According to Thomson Reuters, the number of litigations among the FTSE 100 fell by 26% to 206 in 2016/17, as disputes resulting from the financial crisis started to fade.
Companies in the financial services accounted for the majority of cases, but litigation involving them was down by 25% to 146.
The report said the big percentage of financial services companies facing court cases reflected how many banks are still involved in financial crisis-era cases related to the mis-selling of interest rate swaps and hedging products.
Even though the number of cases has been declining, the UK largest businesses are still putting aside billions of pounds to cover legal claims.
Thomson Reuters revealed last month that FTSE 100 companies had to save £26.2bn over the last year in order to pay litigation costs, regulatory fines and compensation, with banks accounting for more than half of the total litigation provisions (£14.6bn).
The mass media company said that big businesses are now facing a growing trend for group actions in the UK courts.

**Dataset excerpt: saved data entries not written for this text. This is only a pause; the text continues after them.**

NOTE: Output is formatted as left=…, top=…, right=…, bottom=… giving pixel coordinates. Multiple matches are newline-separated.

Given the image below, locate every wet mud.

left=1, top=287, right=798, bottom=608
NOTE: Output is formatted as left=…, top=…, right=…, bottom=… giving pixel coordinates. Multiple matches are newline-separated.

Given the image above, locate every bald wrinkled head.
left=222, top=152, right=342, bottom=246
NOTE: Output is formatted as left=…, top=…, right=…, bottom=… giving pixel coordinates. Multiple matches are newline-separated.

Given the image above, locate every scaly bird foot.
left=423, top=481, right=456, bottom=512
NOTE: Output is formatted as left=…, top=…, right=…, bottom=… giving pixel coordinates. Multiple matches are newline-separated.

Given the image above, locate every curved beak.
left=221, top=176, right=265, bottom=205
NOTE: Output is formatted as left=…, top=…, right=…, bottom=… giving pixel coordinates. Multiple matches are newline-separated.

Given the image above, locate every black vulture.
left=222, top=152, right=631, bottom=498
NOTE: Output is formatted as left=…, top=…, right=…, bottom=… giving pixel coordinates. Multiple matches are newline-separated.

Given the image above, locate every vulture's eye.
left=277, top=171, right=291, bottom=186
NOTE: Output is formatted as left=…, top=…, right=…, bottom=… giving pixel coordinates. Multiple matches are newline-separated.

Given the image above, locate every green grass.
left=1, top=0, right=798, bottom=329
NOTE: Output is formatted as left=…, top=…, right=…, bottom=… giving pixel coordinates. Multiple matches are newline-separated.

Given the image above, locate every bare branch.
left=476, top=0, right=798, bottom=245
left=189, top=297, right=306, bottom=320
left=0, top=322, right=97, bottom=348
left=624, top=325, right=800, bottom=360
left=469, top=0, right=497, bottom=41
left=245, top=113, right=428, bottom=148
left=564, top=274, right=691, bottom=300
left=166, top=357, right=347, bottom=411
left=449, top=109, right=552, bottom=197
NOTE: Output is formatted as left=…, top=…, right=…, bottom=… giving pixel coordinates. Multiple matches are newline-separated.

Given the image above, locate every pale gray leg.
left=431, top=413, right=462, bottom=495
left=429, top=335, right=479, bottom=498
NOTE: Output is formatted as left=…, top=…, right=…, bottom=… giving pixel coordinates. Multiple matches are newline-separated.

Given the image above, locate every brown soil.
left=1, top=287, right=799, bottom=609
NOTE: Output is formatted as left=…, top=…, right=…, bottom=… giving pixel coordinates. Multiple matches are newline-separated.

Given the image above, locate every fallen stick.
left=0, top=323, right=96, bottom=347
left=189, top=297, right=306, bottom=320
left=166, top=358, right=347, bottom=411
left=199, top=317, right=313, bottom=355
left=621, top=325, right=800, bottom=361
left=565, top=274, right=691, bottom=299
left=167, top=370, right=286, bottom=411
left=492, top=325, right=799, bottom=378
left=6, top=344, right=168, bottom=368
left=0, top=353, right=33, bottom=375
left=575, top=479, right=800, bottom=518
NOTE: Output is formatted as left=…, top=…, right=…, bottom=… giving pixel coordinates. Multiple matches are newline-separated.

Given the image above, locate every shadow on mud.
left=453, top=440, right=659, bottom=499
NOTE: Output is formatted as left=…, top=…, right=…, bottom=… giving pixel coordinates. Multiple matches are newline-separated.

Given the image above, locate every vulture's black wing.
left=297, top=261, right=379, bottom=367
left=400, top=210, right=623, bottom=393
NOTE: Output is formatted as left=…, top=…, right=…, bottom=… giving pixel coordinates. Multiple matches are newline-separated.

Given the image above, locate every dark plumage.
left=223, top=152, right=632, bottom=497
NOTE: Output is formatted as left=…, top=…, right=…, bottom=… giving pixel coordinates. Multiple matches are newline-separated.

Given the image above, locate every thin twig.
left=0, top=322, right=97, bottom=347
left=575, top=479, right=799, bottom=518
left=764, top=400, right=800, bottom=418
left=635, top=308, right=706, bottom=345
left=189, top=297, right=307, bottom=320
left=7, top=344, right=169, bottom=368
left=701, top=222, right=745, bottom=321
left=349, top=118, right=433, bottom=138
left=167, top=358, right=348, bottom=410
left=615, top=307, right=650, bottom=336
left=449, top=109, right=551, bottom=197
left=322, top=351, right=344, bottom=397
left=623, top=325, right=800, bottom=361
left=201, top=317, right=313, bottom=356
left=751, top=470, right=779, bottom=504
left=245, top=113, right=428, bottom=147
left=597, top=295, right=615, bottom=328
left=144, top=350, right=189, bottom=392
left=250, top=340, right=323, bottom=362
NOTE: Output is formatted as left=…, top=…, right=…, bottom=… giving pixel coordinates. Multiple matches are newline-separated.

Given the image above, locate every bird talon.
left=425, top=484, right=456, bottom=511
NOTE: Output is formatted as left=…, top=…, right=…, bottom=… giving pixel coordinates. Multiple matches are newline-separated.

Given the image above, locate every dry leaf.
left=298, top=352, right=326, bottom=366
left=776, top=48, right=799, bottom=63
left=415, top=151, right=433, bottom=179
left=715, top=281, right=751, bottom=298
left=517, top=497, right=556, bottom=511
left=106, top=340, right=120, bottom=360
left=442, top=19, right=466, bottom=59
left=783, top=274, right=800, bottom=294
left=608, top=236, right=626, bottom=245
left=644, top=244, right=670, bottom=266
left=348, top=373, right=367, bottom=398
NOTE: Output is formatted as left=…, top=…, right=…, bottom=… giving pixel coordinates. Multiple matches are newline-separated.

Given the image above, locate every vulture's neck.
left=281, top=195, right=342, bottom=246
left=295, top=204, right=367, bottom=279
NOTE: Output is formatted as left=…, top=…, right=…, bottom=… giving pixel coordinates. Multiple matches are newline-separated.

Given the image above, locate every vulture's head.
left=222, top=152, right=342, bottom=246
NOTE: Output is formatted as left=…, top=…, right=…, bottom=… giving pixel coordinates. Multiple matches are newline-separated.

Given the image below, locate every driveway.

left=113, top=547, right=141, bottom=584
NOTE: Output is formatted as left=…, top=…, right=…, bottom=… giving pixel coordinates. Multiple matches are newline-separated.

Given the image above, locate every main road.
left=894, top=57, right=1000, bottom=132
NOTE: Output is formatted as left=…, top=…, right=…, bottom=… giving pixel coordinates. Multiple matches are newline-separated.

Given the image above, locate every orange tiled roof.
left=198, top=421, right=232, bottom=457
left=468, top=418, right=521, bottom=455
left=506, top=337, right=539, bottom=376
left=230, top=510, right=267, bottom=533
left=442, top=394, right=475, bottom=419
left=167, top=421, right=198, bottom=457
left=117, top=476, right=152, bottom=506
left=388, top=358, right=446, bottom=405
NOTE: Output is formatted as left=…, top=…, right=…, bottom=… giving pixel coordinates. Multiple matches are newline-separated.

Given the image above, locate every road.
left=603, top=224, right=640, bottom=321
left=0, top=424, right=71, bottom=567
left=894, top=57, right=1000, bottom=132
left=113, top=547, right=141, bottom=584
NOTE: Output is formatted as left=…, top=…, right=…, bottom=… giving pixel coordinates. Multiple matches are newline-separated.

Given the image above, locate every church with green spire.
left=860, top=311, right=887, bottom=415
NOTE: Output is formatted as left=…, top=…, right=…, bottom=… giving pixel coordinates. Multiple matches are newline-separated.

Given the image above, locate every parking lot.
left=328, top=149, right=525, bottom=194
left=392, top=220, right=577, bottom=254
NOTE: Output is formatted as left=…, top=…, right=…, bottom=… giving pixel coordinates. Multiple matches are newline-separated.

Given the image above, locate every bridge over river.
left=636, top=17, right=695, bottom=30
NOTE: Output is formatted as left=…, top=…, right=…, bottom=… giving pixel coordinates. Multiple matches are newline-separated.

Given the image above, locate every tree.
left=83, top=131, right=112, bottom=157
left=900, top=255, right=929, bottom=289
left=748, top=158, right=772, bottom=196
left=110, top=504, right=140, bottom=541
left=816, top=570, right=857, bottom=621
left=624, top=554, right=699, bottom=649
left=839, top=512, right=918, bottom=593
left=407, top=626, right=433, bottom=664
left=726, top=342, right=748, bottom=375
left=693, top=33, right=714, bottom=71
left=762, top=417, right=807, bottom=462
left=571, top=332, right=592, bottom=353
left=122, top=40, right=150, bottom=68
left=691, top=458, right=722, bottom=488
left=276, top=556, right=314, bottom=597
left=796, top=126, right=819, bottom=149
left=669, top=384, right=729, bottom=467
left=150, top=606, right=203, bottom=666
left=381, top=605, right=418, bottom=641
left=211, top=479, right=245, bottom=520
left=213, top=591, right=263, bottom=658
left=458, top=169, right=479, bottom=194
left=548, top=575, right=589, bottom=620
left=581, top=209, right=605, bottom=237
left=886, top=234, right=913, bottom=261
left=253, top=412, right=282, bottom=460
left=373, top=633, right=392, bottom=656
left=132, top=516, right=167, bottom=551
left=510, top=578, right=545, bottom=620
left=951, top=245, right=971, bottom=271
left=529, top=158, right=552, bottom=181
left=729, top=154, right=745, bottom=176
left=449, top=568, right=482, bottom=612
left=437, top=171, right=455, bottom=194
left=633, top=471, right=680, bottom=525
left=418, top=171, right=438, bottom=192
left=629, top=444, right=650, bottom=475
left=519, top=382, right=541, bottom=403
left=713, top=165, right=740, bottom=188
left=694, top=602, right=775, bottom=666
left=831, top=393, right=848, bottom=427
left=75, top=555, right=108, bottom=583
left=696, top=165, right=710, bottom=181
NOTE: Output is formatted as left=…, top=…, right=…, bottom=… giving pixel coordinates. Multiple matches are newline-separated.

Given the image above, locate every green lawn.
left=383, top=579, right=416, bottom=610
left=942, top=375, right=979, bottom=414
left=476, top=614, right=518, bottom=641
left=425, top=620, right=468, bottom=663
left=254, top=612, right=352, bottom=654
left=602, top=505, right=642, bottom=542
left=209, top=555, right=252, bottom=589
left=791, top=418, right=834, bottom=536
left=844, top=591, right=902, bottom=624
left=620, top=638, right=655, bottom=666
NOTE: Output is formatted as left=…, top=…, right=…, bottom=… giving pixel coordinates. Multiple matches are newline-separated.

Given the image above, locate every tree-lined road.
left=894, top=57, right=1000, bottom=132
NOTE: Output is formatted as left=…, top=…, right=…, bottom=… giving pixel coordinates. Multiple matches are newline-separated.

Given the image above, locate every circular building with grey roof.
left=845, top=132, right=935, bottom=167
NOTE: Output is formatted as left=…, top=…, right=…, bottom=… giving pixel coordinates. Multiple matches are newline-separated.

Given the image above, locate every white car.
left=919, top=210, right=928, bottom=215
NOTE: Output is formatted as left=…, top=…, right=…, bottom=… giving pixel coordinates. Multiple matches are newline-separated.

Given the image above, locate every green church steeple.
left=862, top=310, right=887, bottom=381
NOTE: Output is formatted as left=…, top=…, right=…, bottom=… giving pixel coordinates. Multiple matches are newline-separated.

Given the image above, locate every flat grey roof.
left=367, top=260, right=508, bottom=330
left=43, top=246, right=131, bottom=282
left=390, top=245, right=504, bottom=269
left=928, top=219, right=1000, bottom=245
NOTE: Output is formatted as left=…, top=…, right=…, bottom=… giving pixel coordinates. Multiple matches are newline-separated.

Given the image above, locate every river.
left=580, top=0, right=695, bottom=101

Raichel Hopkinson, head of practical law dispute resolution at Thomson Reuters, said, “Major corporates, especially banks, finally have a pause to draw breath after a decade fighting off credit crunch era lawsuits.”
“However, this could be short-lived respite. Big businesses may now have to brace themselves for the possibility of a rise in class actions financed by the growing pot of third party litigation funding. Litigation funders are keen to deploy the capital offered to them and this may lead to more disputes being pursued.”
Hopkinson also pointed out the new GDPR rules could lead to new claims if companies fail to meet their new obligations.